Fact, Fiction, Truth, Or Rumor
Infielder Yunel Escobar was traded for the sixth time six years, going from the Washington Nationals to the Angels for pitchers Michael Brady (minors) and Trevor Gott. The Nationals also gave the Angels $1.5M in cash.
Relief pitcher Shawn Kelley agreed to a three-year contract with the Washington Nationals. The Nationals continue to overhaul their bullpen, but depending on what they decide to do with Jonathan Papelbpn and/or Drew Storen, they may still be in the market for a closer and another high leverage relief pitcher.
The Braves continued to trade for young, controllable talent, sending catcher Christian Bethancourt to San Diego for catcher Ricardo Rodriguez and former top 10 pitching prospect Casey Kelly.

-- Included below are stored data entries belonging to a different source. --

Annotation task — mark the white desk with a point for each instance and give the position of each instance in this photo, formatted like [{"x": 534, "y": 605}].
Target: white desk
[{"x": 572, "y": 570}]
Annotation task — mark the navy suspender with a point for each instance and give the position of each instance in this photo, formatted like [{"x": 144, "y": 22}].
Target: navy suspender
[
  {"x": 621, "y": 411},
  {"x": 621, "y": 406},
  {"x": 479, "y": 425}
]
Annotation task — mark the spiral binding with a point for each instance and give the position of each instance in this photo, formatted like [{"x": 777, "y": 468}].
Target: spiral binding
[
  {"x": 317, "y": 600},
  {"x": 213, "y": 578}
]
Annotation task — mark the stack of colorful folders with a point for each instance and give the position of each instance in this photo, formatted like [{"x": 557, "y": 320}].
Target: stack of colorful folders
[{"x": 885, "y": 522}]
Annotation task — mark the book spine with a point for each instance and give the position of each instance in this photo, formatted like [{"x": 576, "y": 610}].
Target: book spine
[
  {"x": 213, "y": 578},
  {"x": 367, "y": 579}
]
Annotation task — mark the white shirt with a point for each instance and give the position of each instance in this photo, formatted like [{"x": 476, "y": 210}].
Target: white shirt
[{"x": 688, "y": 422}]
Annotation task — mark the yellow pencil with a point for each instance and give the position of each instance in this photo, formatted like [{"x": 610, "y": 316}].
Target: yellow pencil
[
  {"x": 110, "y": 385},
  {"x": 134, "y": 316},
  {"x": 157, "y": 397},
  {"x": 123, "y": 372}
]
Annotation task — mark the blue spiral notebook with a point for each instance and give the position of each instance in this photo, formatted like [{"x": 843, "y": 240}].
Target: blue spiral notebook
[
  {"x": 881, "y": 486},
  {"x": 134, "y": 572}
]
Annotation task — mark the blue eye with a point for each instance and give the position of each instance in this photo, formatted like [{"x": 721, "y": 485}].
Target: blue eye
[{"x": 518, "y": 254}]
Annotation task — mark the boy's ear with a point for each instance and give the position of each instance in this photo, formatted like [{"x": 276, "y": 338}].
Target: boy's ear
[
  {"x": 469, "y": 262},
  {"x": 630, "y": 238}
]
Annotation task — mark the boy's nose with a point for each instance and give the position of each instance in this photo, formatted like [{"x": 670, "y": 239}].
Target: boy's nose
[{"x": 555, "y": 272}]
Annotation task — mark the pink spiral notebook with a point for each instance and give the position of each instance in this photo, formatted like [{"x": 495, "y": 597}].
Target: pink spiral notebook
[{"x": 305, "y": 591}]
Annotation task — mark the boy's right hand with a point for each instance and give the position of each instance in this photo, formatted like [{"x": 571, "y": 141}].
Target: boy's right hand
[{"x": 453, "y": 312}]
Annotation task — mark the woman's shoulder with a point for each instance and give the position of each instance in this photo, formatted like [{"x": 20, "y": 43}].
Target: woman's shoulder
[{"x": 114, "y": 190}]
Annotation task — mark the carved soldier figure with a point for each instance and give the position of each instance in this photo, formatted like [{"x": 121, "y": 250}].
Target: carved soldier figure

The Orioles reportedly went as high as $168M over seven years to retain the services of free-agent first baseman Chris Davis. ESPN’s Buster Olney says the Orioles never moved off of yesterday’s $150M offer. Olney reports the Orioles pulled their latest offer regardless.
Here’s a look at the Rule 5 Draft Results from Thursday morning. The Cubs did not select anybody in the major league portion of the draft and they didn’t lose any players either. In the minor league portion of the draft they lost four players and picked up three new players. Brett Taylor of Bleacher Nation profiled all of the movement here.
Bottom Of The Ninth
With the Winter Meetings over teams will regroup and continue to upgrade their rosters, with most of baseball on hold until Heyward chooses where to play for the next seven-to-ten years. I’d put the Cubs chances at landing the free agent outfielder at 60/40 in favor, but that is just a gut feeling and not based on anything I have heard or read. Nobody really knows what’s going to happen, but I am sure the Cubs front offices has a contingency plan in place and will strike quickly if they choose to go in a different direction.